Sauti é Haala - Musiker der vielen Sprachen

Schon der Name dieser Band verbindet zwei Sprachen und ist bezeichnend für das, was sie mit ihrer Musik zum Ausdruck bringen. Sauti ist Suaheli undbedeutet "Klang", Haala entstammt der Sprache der Fulani, der letzten nomadisch lebenden Hirtenvölker Westafrikas und heißt "Wort". Die vier afrikanischen Musiker*innen setzen sich kritisch mit dem Kolonialismus und ihrem selbst erlebten Rassismus auseinander. Gleichermaßen stellen sie diesen feindlichen Prozessen die Kraft von Liebe, Freiheit und Lebensparadigmen gegenüber - musikalisch und menschlich ebenso sensibel wie authentisch.

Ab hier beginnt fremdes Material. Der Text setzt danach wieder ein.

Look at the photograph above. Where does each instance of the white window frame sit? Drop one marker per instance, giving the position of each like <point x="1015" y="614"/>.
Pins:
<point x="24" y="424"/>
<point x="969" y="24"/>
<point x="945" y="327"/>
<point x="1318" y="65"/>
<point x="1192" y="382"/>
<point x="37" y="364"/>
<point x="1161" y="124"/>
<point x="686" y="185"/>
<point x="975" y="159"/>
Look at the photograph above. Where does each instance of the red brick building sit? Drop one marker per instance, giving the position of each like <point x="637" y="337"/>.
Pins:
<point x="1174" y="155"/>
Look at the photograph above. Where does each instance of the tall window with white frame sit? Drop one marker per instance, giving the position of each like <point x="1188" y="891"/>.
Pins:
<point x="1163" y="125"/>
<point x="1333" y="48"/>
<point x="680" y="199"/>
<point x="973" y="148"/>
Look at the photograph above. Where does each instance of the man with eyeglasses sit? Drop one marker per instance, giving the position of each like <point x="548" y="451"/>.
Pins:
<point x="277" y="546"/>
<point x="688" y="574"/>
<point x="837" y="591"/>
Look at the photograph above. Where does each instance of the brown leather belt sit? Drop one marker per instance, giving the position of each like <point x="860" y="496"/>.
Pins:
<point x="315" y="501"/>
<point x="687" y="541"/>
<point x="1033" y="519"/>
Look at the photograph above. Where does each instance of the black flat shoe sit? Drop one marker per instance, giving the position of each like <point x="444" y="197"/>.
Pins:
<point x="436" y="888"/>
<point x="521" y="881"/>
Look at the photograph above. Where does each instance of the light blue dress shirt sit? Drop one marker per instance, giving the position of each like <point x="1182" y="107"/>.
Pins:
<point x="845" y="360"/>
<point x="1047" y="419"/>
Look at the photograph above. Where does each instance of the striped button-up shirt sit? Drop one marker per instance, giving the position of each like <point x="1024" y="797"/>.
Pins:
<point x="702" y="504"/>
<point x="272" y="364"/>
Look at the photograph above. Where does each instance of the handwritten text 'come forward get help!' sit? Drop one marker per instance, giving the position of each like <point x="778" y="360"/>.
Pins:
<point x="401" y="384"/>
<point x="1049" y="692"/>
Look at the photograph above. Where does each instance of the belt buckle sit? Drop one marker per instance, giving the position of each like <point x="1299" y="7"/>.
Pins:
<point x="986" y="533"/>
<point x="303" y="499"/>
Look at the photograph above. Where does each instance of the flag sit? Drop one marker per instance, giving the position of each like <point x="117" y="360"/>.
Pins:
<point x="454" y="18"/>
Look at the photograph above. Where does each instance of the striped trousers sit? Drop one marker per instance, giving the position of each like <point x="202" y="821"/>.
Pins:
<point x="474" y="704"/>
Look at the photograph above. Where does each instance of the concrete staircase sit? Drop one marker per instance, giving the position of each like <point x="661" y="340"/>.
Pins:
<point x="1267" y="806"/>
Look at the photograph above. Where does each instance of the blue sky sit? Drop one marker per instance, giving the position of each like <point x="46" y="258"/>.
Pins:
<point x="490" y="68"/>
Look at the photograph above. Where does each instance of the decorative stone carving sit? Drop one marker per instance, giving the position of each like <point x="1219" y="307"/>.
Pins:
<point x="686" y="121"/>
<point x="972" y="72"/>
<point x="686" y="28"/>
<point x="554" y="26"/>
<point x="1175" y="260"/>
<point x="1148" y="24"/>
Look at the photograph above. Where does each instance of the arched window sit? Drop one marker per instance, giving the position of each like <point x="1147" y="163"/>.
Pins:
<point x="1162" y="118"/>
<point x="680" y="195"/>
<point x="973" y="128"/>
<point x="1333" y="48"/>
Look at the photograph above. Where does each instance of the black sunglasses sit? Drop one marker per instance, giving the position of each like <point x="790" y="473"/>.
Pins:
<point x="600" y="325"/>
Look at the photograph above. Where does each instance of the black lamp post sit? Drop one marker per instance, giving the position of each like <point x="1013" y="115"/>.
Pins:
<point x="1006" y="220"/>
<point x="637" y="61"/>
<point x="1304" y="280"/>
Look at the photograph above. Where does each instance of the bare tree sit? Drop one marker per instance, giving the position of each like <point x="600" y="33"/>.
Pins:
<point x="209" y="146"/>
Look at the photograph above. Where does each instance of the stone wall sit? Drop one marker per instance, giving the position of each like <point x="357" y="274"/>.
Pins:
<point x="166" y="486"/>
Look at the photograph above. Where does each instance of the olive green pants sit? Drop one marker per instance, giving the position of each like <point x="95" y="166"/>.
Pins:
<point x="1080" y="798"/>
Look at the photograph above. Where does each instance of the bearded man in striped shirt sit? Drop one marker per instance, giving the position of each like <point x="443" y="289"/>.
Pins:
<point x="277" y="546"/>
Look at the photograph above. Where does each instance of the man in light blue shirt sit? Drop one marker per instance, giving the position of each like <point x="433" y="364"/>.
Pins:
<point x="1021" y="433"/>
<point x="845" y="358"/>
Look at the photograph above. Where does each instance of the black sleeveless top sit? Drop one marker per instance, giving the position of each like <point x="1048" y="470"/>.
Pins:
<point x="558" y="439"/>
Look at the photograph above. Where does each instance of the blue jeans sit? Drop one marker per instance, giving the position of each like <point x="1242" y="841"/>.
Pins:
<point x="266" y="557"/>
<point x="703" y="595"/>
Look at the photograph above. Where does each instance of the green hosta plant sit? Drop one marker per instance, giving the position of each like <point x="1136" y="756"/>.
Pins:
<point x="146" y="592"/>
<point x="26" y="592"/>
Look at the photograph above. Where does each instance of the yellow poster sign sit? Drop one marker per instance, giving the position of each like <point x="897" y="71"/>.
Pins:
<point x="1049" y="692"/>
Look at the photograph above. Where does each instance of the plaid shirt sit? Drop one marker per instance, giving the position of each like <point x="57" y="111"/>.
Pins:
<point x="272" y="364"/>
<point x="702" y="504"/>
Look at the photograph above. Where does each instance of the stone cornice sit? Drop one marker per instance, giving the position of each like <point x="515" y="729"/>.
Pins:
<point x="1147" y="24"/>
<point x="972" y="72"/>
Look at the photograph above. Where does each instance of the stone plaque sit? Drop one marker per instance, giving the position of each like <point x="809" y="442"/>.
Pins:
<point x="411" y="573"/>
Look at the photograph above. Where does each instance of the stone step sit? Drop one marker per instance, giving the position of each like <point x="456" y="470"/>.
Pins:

Neben ihrer spährischen und rhytmusgeprägten Musik, suchen sie auch das Gespräch mit dem Publikum und erzählen von ihren Erfahrungen. Nachdenklich wird es in jenem Moment, da Sänger Abdou Rahime Diallo dem jungen Mann, Valentine das Wort gibt. Aus Nigeria kam er in die Ukraine, um dort ein besseres Leben zu führen und seine Familie in der Heimat zu ernähren. Der Krieg zwang ihn zur Flucht in ein Land, in dem er glaubte Frieden und Freiheit zu finden. Immer mehr aber begegnen ihm hier in Deutschland nun selbst Ausgrenzung und Hunger. Valentine ist offen, motiviert und lacht gern, aber er muss erfahren, was es heißt, nicht weiß zu sein! - Wir schreiben das 21te Jahrhundert!
Abdou aber betont auch die Offenheit, die er in Deutschland und insbesondere an diesem Abend erleben und teilen darf: "In vielen Ländern ist es nicht möglich, so wie hier und jetzt auf eine öffentliche Bühne zu treten und über private, persönliche Dinge zu reden."

Offen sein, kann Freiheit schenken und Mut kosten !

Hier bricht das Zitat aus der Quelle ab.